CQA does not give significant results for ingots and ingot fragments in the shekel-range. This can depend on several factors. The fact that ingots are, on average, thicker than any other object in the sample could imply that they are more difficult to break into pieces with a predetermined mass. It could also mean that ingots and ingot fragments were not used as currency. Ingots are usually made of pure copper (e.g. Pernicka et al., 2016), and thus might have been used exclusively as raw material. It should be noted, however, that we could not compare the ingots to the balance weights in the mina-range. It is possible that, since they are on average significantly more massive than other object categories, their mass was measured in fractions of the mina rather than in multiples of the shekel. Finally, one has to consider that the main use of heavy balance weights is to weigh out bulks of goods, rather than single objects. The fact that individual ingot fragments do not comply with weight systems does not rule out the likely possibility that they were traded in weighed bulks. One way to test this could be to analyse the total weight of hoards, and verify if they conform to multiples of the European mina. Unfortunately, it is not easy to determine if a hoard is in pristine conditions, or if it underwent modifications before or after its recovery.

4.2. The value of money

Our results show that the value of bronze was quantified according to a shared frame of reference. What we define as ‘bronze,’ however, is an umbrella term for many different copper alloys, mostly containing variable proportions of tin and lead. It is theoretically possible that different alloys had different values, which could somehow hamper the circulation of metals as money. For BA Europe the puzzle is difficult to solve, as we have no direct evidence of value equivalences between different types of bronze and between bronze and other commodities.

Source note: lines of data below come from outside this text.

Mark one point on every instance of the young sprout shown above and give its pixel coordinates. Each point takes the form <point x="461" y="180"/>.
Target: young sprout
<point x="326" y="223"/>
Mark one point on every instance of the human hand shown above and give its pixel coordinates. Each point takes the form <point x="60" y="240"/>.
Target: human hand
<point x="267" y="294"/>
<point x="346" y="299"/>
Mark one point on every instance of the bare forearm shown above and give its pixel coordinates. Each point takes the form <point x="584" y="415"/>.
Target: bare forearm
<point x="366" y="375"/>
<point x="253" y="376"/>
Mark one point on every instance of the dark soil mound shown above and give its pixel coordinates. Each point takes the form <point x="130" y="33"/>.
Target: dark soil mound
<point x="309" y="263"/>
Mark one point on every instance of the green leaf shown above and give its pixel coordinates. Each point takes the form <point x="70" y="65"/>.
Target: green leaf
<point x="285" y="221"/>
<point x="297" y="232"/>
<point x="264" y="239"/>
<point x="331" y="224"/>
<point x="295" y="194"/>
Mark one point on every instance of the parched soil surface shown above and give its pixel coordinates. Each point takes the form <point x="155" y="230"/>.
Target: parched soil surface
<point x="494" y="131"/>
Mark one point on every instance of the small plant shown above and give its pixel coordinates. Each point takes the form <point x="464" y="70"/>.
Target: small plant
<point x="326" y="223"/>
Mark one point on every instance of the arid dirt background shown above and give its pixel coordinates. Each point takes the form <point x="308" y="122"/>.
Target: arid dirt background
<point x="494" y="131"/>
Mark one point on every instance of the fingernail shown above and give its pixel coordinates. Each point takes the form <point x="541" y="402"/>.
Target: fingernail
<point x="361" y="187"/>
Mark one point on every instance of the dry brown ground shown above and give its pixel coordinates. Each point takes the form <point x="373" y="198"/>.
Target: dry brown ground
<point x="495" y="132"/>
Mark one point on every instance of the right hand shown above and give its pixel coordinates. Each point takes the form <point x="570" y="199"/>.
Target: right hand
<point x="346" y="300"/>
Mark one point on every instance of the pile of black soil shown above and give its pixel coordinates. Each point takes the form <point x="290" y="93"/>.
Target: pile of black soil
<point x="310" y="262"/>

An argument in favour of the hypothesis of the different values could be that, since bronze fragments are made of different alloys, their indiscriminate use as currency would hamper or entirely prevent their reuse as raw material. The argument, however, fails to correctly account for the evidence. Substantial quantities of fragments exist in the archaeological record and fragments were undoubtedly exchanged, regardless of whether or not one accepts their monetary use. At the same time, it would seem that metallurgists did not have problems in finding the right alloy for their purposes. This either implies that they were able to determine the alloy of fragments, or that they used fragments in limited quantities and mostly relied on other forms of raw metal, such as ingots. Hence, the argument also fails to acknowledge the relevant role of recycling (e.g. Radivojević et al., 2018). A second argument could be that some metals used in bronze alloys are rarer than others, and thus more expensive. Lead, for example, is alternatively assumed to be expensive (e.g. Johansen, 2016) or cheap (e.g. Needham and Cook, 1988), depending on whether it had to be imported (Scandinavia) or was locally available (British Isles). But if distance played such a determinant role, how can one explain, for instance, the rich metallic record of Denmark, which completely lacks copper and tin sources? The problem of value is extremely complex, and bears far-reaching implications; it basically implies theorising a continent-wide market economy for BA Europe, and cannot be addressed here. Hence, while these arguments are worthy of consideration, they should not play, for now, a decisive role in the interpretation, in one way or another.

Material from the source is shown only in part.